A Reverse Proxy is a proxy server that sits between one or more servers. Reverse proxies are the exact opposite of forwarding proxies in terms of their interaction pattern. A forward proxy acts on behalf of clients, whereas a reverse proxy acts on behalf of severs.
In this case, when a client sends a request to the server, the request actually goes to the Reverse Proxy without the client knowing about it. The client thinks it is directly interacting with the server, and for the client, there are no other servers here, and it thinks that the one it is interacting with is the server it wanted to send a request to. Let us take an example:
Suppose, if we type https://www.enjoyalgorithm.com in our browser, our browser makes a DNS query to get the IP address of https://www.enjoyalgorithm.com. If https://www.enjoyalgorithm.com used a reverse proxy and configured it correctly, the DNS query will return the reverse proxy's IP address.
What are the use cases of a reverse proxy?
Now, a reverse proxy is handy when we design a complex system, and it can be used for many purposes, such as:
- Security: When we use a reverse proxy, a website’s origin server IP address is abstracted from the attackers. So to exploit any vulnerabilities, malicious clients can not access them directly. Many reverse proxy servers include features that help protect backend servers against distributed denial-of-service (DDoS) attacks, such as rejecting traffic from specific IP addresses of the client (blacklisting) or limiting the number of requests accepted from each client.
- Load Balancing: A website with millions of users visiting every day may find it hard to handle such huge traffic with a single server. Instead, we can use more than one server and use reverse proxy as a load balancing solution to distribute the traffic among servers and prevent any server from getting overloaded.
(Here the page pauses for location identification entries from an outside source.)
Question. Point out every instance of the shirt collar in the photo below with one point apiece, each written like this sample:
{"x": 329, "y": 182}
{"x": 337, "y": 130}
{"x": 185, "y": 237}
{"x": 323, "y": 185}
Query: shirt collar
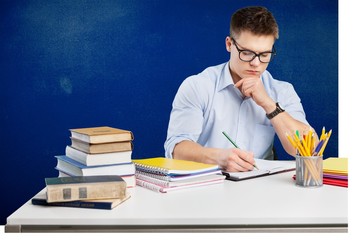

- Caching: A reverse proxy can also be used to cache requests, resulting in faster performance.
Disadvantages of Reverse Proxies
Reverse proxies are not always useful, and it has their own drawbacks:
- Adding reverse proxies to the architecture increases the complexity of our system.
- A single reverse proxy can act as a single point of failure, and adding multiple reverse proxies increases complexity even more.
- When we use unencrypted connections to a proxy server, the server can modify the responses we receive, good or bad, in both ways.
- Even after using the encrypted connections or network, our data or information can be leaked using the technique of** TLS and SSL** encrypted connections.
Reverse Proxy vs. Load Balancer
Reverse proxy servers and load balancers are components in a client-server system design. In the interaction between clients and servers, both act as intermediaries, performing efficiency-enhancing functions.
A load balancer distributes incoming client requests among a group of servers, returning the response to the appropriate client from the selected server in each case. When a site needs multiple servers, load balancers are most commonly deployed because the volume of requests is too much to handle efficiently for a single server. The load balancer's job is to distribute the requests in a way that makes the best use of the capacity of each server, prevents overload on any server, and results in the client’s quickest possible response.
A reverse proxy accepts a request from a client or set of clients, forwards it to a server, and returns the client’s response from the server. Whereas deploying a load balancer only makes sense when you have multiple servers, even with just one web server or application server, deploying a reverse proxy often makes sense.
Enjoy System Design, Enjoy Algorithms!